* FTSEurofirst 300 flat
* Miners boosted by BoJ easing
* Defensive stocks weaken
By Tricia Wright
LONDON, April 4 (Reuters) - European shares were flat on Thursday, pegged back by more weak economic data which compounded market concerns over global growth, with analysts anticipating further range bound trade in the near term.
The euro zone’s economic malaise was illustrated by the publication of Eurozone Services PMI data showing continued contraction in the sector in March heaping more focus on the ECB, which concludes its April policy meeting later on Thursday.
Although economists polled by Reuters expect no change in interest rates, pressure is mounting on the central bank to take action to kick start the region’s economy.
“In domestic Europe I think the macro data is a problem,” Exane BNP Paribas’s head of equity strategy, Ian Richards, said.

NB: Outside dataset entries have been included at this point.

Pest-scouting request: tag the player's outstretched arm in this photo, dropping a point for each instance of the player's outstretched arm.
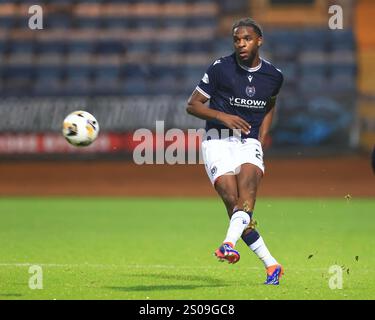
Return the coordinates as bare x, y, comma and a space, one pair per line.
197, 108
267, 122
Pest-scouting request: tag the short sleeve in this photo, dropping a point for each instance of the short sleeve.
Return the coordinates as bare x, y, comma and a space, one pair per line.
279, 84
207, 85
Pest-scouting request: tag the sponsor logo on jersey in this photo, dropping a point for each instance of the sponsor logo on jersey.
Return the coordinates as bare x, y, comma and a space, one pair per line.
206, 79
250, 91
247, 103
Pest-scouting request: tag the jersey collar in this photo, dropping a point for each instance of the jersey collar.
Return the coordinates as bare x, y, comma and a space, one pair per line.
252, 69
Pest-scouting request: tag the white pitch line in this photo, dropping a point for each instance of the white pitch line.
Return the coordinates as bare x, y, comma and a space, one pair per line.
137, 266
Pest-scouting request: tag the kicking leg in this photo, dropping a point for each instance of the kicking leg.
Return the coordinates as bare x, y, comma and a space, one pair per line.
226, 186
248, 181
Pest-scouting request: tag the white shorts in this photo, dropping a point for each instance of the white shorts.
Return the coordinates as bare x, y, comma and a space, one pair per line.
225, 156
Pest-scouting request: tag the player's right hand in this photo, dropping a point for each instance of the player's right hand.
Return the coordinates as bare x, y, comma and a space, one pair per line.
234, 122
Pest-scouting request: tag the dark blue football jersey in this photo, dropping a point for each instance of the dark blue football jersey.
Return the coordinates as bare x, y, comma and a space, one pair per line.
241, 91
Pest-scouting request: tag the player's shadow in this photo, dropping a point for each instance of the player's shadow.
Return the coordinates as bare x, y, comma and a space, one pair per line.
208, 282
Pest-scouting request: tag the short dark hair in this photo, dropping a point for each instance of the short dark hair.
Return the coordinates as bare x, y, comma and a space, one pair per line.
248, 22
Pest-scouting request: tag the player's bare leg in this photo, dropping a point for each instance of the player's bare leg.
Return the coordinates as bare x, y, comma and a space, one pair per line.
226, 186
248, 181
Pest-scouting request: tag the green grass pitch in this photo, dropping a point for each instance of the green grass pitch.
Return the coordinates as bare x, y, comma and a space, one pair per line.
146, 248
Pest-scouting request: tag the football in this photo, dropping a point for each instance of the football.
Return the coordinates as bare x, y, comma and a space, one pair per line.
80, 128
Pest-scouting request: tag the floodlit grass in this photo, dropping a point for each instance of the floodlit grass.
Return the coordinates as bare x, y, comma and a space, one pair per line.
146, 248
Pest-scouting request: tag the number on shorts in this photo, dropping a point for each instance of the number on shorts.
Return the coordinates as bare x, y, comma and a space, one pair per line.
258, 154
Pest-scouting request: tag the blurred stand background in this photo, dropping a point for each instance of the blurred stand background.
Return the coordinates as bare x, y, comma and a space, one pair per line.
131, 63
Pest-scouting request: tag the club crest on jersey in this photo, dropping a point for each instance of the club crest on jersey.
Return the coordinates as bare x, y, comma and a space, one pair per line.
250, 91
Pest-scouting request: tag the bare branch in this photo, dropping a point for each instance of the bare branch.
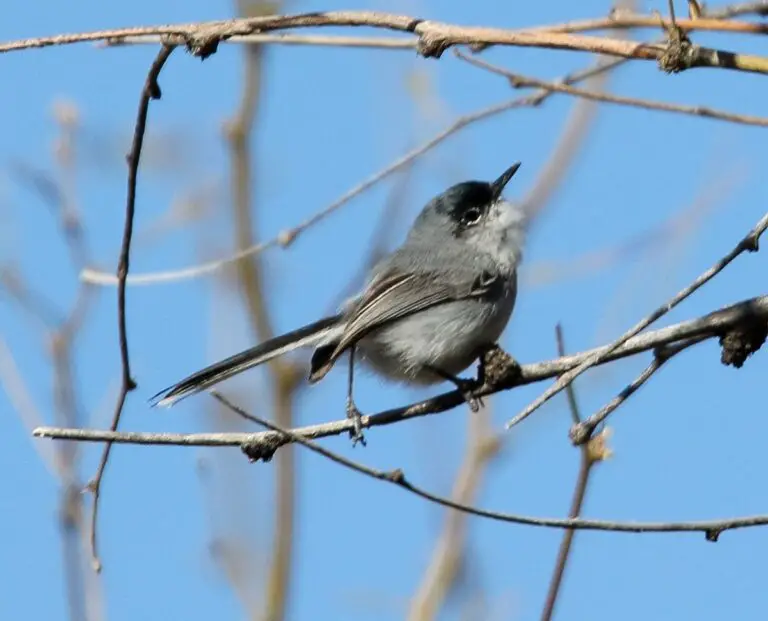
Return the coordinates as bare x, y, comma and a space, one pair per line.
711, 528
748, 313
151, 90
579, 493
433, 37
288, 236
747, 244
517, 80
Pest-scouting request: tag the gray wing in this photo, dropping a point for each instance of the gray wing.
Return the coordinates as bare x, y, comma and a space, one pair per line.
391, 296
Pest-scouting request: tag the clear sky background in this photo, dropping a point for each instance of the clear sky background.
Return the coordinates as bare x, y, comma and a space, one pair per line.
690, 445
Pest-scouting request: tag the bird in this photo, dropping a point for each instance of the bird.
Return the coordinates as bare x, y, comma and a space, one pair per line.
428, 310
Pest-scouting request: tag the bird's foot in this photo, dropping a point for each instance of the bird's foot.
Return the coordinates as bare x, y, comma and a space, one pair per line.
356, 433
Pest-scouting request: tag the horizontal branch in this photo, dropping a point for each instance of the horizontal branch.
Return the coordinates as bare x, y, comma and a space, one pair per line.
517, 80
744, 315
434, 38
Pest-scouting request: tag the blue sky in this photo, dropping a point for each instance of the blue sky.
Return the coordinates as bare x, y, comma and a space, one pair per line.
690, 445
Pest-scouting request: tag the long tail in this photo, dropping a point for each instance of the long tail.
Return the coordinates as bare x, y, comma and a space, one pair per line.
209, 376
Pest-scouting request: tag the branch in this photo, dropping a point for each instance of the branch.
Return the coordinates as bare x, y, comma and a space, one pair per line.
745, 315
519, 81
711, 528
434, 38
283, 375
747, 244
288, 236
150, 91
588, 458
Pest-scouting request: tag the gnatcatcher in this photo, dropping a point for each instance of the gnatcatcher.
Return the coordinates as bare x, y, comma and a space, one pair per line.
428, 310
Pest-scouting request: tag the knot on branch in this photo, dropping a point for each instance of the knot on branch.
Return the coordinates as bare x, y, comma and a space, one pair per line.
741, 342
264, 450
680, 54
203, 43
432, 45
498, 369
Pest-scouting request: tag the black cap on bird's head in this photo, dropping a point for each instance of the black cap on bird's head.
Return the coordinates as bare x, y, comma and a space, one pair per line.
467, 203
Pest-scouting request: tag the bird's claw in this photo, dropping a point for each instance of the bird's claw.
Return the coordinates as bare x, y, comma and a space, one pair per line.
356, 433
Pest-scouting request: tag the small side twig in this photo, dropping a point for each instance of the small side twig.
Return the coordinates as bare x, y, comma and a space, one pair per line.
711, 528
588, 458
151, 90
288, 236
518, 81
752, 312
748, 244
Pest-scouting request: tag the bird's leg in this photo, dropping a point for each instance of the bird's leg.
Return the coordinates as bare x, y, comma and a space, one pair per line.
465, 386
352, 412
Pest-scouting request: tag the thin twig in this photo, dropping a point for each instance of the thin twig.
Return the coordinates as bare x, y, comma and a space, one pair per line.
517, 80
583, 430
744, 314
288, 236
433, 37
384, 43
711, 528
747, 244
151, 90
251, 283
577, 502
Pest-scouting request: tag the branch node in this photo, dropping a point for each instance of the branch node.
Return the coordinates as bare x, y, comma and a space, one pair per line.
432, 45
597, 446
203, 44
263, 450
580, 433
741, 342
680, 54
498, 369
395, 476
713, 534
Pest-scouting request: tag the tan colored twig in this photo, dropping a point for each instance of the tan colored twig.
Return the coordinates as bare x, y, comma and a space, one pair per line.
288, 236
588, 458
150, 91
711, 528
722, 322
444, 566
748, 244
283, 375
517, 80
433, 38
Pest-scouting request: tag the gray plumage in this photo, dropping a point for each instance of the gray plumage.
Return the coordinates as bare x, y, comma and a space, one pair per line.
435, 303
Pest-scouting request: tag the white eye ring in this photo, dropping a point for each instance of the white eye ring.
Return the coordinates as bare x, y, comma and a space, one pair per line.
471, 216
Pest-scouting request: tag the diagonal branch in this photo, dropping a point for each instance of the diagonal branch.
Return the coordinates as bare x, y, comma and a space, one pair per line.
747, 244
748, 315
150, 91
434, 37
520, 81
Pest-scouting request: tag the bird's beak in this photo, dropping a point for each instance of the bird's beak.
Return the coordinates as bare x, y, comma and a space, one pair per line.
498, 185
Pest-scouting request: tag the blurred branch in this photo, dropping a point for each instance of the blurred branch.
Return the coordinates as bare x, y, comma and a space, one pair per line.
520, 81
444, 568
434, 38
151, 90
283, 375
711, 528
749, 315
592, 451
61, 332
580, 122
286, 237
386, 43
748, 244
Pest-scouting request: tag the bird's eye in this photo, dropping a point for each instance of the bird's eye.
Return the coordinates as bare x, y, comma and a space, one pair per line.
471, 216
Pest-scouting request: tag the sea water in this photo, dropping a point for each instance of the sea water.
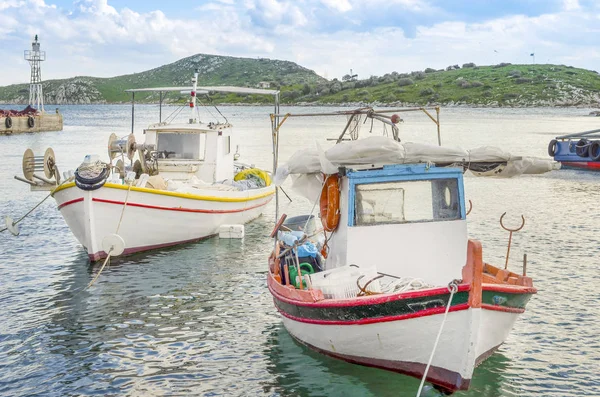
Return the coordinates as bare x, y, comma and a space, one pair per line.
199, 320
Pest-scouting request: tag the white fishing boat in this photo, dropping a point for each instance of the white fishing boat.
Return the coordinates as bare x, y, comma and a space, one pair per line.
182, 184
392, 280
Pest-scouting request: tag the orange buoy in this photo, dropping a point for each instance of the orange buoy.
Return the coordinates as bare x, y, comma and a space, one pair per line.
330, 203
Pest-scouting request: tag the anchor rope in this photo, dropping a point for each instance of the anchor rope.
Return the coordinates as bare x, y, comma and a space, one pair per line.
453, 288
117, 232
38, 204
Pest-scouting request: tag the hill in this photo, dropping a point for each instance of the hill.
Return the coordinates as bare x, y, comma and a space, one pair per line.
492, 86
213, 70
498, 85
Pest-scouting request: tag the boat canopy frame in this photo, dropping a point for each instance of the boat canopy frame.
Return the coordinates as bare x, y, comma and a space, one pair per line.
199, 90
277, 121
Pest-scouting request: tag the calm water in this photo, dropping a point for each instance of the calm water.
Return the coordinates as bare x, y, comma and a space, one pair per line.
198, 320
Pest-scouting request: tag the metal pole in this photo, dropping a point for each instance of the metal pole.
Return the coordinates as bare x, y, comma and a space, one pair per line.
160, 107
275, 133
132, 110
437, 111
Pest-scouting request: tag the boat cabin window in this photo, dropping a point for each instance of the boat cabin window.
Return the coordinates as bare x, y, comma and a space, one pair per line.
182, 146
406, 201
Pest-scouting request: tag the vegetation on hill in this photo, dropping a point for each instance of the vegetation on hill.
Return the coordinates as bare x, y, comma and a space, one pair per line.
499, 85
213, 70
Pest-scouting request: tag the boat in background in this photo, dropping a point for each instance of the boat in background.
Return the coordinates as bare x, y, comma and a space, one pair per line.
184, 184
392, 280
580, 150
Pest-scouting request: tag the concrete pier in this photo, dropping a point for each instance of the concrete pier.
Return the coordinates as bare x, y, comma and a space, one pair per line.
41, 122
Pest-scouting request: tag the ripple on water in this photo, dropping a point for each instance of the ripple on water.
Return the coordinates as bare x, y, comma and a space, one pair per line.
198, 320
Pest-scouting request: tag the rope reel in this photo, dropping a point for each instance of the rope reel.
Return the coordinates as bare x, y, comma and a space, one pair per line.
118, 146
33, 164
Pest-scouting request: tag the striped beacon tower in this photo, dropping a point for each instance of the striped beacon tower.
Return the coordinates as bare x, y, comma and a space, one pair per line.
35, 57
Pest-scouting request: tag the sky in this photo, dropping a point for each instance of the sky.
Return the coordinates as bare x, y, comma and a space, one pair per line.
105, 38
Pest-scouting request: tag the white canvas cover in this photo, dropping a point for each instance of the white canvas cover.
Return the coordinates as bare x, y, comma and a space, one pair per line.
383, 150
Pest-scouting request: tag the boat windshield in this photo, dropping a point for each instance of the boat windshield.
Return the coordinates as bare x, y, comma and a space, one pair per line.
183, 146
406, 201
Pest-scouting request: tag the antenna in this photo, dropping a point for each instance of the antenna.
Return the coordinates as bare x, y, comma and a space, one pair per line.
35, 56
193, 96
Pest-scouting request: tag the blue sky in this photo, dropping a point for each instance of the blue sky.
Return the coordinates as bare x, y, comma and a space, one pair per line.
110, 37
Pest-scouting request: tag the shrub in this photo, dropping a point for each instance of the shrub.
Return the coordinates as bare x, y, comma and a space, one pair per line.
514, 73
404, 82
523, 80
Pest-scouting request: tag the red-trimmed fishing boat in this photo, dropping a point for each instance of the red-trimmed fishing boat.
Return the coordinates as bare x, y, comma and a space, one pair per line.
395, 283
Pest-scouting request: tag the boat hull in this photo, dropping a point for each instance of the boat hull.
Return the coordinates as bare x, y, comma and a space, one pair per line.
148, 218
397, 332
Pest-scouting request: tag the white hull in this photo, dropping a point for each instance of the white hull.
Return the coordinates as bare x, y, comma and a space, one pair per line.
153, 218
402, 346
493, 331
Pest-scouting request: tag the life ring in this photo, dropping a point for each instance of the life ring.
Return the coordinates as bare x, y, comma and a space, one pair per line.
582, 148
330, 203
594, 151
552, 147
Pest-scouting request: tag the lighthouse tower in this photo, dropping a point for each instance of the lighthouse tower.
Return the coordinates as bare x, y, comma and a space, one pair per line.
35, 57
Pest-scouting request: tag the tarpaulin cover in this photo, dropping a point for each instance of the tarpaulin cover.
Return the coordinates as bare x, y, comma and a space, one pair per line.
382, 150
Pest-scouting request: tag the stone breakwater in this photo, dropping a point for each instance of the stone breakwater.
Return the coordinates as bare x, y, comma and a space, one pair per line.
31, 123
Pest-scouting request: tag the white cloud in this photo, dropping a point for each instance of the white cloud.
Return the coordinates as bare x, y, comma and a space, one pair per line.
97, 39
339, 5
571, 5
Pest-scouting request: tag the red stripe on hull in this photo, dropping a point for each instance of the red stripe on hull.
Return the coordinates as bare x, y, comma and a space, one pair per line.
101, 254
77, 200
511, 289
505, 309
366, 300
421, 313
154, 207
442, 377
595, 165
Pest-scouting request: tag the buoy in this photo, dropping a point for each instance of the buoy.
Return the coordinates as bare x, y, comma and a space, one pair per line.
11, 226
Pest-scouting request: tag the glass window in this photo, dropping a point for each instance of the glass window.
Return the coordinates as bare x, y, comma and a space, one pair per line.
406, 201
227, 144
181, 146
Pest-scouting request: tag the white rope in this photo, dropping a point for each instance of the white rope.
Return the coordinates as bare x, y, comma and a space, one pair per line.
117, 232
403, 284
91, 170
453, 287
102, 268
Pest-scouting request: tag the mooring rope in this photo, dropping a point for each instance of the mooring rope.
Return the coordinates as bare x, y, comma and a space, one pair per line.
117, 232
453, 288
38, 204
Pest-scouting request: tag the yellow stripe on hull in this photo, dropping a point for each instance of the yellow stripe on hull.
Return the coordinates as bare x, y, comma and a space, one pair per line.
172, 194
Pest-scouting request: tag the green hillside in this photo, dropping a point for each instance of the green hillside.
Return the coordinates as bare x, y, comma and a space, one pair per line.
498, 85
213, 70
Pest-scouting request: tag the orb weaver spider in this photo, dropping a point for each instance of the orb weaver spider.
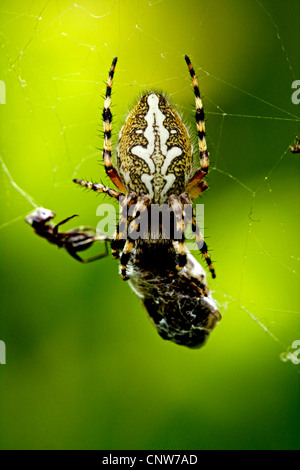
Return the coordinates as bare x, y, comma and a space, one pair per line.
154, 166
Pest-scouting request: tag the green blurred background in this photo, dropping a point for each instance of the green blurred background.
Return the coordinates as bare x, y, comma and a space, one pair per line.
85, 368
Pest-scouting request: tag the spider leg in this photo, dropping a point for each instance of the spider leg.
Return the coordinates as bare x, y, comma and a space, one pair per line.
99, 188
118, 243
190, 217
107, 120
178, 244
141, 207
55, 229
197, 190
204, 155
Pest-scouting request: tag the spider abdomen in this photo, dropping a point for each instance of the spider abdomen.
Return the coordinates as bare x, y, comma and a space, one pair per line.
154, 153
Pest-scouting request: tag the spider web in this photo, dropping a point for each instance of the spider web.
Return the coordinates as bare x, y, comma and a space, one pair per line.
54, 59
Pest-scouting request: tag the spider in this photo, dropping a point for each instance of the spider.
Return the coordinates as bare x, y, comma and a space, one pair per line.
154, 167
77, 239
296, 148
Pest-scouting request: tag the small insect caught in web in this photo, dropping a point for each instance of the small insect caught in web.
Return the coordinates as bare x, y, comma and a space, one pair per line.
155, 172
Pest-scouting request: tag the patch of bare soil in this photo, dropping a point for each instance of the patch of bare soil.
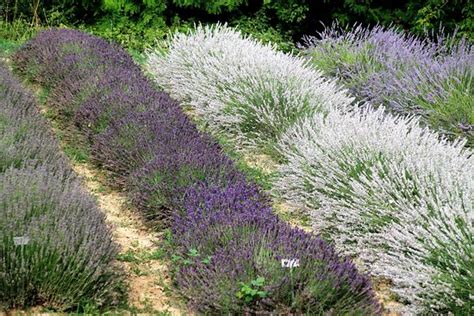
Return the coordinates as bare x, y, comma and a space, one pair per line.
297, 217
147, 272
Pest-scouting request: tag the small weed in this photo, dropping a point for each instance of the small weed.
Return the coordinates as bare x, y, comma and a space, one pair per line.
253, 291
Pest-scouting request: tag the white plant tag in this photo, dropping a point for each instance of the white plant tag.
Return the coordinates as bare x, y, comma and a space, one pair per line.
21, 241
290, 263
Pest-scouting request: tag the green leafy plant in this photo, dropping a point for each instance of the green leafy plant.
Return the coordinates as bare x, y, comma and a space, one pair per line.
249, 292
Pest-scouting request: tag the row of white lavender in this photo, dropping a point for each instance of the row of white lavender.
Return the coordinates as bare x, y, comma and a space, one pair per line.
380, 187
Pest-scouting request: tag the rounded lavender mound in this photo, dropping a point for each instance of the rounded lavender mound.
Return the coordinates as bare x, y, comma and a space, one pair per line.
238, 256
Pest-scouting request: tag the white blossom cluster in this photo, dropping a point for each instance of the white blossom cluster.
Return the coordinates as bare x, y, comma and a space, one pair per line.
390, 192
241, 87
379, 186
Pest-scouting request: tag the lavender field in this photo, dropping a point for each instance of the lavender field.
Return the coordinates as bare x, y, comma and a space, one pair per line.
334, 180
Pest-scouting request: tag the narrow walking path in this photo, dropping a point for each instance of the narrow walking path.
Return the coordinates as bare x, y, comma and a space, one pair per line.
141, 254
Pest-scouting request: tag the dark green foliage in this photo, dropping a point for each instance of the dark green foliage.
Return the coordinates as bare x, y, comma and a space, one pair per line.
138, 23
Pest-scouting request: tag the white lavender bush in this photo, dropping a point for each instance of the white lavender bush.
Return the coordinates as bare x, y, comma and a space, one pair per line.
392, 193
239, 86
380, 187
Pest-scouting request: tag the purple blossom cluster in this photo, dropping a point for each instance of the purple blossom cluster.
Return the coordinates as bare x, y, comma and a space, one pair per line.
180, 177
430, 78
55, 247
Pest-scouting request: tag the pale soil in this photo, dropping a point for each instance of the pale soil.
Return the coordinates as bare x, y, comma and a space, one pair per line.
150, 291
295, 216
149, 281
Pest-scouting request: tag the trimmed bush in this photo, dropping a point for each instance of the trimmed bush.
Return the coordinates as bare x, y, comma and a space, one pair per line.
56, 249
233, 245
239, 86
406, 74
23, 135
391, 192
171, 171
68, 260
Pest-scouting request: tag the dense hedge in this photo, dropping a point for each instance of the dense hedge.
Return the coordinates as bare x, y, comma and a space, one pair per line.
67, 258
227, 241
381, 187
136, 23
406, 74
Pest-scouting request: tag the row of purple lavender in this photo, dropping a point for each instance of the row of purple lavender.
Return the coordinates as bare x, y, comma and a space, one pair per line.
56, 249
229, 242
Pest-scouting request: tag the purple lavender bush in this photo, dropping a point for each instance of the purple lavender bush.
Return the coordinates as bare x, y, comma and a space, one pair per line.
56, 249
24, 136
406, 74
229, 242
231, 246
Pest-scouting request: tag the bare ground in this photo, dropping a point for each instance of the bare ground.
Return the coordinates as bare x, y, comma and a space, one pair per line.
150, 288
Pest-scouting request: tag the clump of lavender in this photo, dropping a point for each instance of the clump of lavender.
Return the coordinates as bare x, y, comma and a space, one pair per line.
230, 241
173, 171
406, 74
55, 247
240, 86
390, 192
23, 135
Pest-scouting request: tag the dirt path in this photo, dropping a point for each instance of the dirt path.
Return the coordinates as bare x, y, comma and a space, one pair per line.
143, 258
141, 254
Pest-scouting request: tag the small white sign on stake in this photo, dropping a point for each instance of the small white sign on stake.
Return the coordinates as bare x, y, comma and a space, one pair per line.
21, 240
290, 263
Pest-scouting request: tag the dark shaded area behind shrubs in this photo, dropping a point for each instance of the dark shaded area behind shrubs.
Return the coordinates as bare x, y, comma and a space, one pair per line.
68, 257
227, 243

“I think unless we see a policy catalyst, or for some reason we see a restrengthening in that data trajectory... you get the sense that markets will be slightly more cautious.”
The FTSEurofirst 300 was trading at 1,193.64 by 0850 GMT, after a 0.9 percent fall on Wednesday when weak U.S. data heightened concerns about the global economy’s growth prospects.
The rally over the last nine months, supported by stimulus measures from central banks, has seen European shares re-rate on a price-to-earnings basis of 12.3 times, above the historical average of 12.19 times, Thomson Reuters Datastream data showed.
The Bank of Japan took surprisingly strong easing steps on Thursday, with traders saying the move was a boost for the embattled miners, which have lagged the broader index this year on concerns over demand.
The euro zone’s blue-chip Euro STOXX 50, meanwhile, firmed 0.7 percent to 2,656.47, having fallen 1.5 percent on Wednesday.
Barclays Capital analyst Lynnden Branigan said the ‘inside’ session seen on Wednesday, where trade on the Euro STOXX 50 was within the prior day’s range, highlighted indecision within the market, and he expected further rangebound trade near-term.
“A few more weeks of sideways chop before we get more bullish again,” he said. Should the index break above the 2,750 area, the top of the recent range, Branigan targets the 2,790 area, the highs from mid-2011.
Defensive stocks, which have led the rally since the turn of the year in a sign that investors remain unconvinced over the global economic recovery, fell on Thursday, with their valuations now looking expensive too.
Healthcare, Food & Beverages and the technology sectors, which trade on 12-month forward price-to-earnings of between 18 and 20 times, according to Thomson Reuters data, were among the top fallers.
“With Europe experiencing a prolonged period of economic stagnation and negative real interest rates, the love affair of investors with the Heineken’s and Unilever’s of this world is understandable,” Ad van Tiggelen, senior investment specialist at ING Investment Management, said.
“In a zero growth environment, any stock which combines (dividend) growth with a strong balance sheet, a global footprint and the ability to borrow money at ultra low yields, deserves a premium. The question is: how high should that premium be?”